Judge Leonard Philip Stark was confirmed by the U.S. Senate yesterday to be the next judge on the U.S. Court of Appeals for the Federal Circuit, replacing Judge Kathleen O’Malley. O’Malley announced in July of last year that she will officially retire on March 11, 2022.
Stark was confirmed by a vote of 61-35, which is reportedly one of the most bipartisan votes so far during President Joe Biden’s administration.

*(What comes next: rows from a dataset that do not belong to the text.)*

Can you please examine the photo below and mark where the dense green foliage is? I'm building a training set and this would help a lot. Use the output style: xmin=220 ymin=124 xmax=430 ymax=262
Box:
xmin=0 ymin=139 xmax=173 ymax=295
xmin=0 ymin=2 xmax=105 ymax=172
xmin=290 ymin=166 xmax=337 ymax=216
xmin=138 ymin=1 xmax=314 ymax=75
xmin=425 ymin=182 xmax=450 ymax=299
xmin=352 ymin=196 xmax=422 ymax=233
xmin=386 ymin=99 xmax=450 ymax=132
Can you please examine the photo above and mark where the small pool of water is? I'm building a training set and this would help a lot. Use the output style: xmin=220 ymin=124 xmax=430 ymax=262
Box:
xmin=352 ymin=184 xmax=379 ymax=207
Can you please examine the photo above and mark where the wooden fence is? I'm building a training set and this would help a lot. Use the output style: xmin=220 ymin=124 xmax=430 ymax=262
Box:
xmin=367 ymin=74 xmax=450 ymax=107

Stark was nominated in November 2021. He has served as a judge on the United States District Court for the District of Delaware since 2010 and was Chief Judge for the District of Delaware from July 2014 to June 2021. He also served as a magistrate judge for the district of Delaware from 2007-2010 and as an Assistant United States Attorney in the United States Attorney’s Office for the District of Delaware, where he worked in both the criminal and civil divisions. He worked in private practice between 1997 and 2001 at Skadden, Arps, Slate, Meagher & Flom LLP, and served as a law clerk for Judge Walter Stapleton on the United States Court of Appeals for the Third Circuit from 1996 to 1997.
The Senate Judiciary Committee approved Stark’s nomination by a vote of 16-6 last month. He had strong support from Senator Chris Coons (D-DE), who said he has “tremendous experience as a district court judge,” and has presided over thousands and thousands of patent cases, making him ideal for the spot.

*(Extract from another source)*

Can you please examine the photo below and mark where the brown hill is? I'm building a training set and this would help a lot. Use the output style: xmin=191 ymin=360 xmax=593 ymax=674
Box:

During Stark’s confirmation hearings in December, Senator Dick Durbin (D-IL) and Senator Chuck Grassley (R-IA) asked him about his approach to deciding cases, which Stark explained involves starting with the text to see if it is “unambiguous,” then moving to binding Supreme Court and Court of Appeals precedent if there is ambiguity. If that still doesn’t answer the questions, Stark said he may look to other non-binding circuits, and even persuasive opinions from district court judges. “If all of that doesn’t answer the question, then I will turn to other canons of statutory construction and that could include consideration of legislative history.”
When Coons asked Stark how his background will help him on the CAFC, Stark replied that he will bring with him the recognition of how challenging it is to put together a reviewable record in a patent case. “The technology is always complex, the facts are very challenging. Patent litigators often disagree with each other, so I estimate that in a typical patent case that goes to trial I make many hundreds of decisions, or even more than 1,000, and typically only a handful of those issues get appealed to the Federal Circuit, so I’ll bring an understanding of the context in which those issues arise.”
Stark will now be the only judge on the CAFC with trial court experience. He will have to live up to the legacy of Judge O’Malley, who was confirmed to the CAFC on March 10, 2010. She was nominated by President Barack Obama to succeed Alvin Schall, and previously served on the United States District Court for the Northern District of Ohio. She has gained a reputation for writing decidedly pro-patent opinions and likely will be missed by the IP community.
This is Biden’s second Federal Circuit nominee to be confirmed. He nominated Tiffany Cunningham in March of 2021, and she was confirmed to the court in July. Cunningham replaced Judge Evan J. Wallach, who retired from active service and assumed senior status on May 31, 2021, after 10 years of service with the court.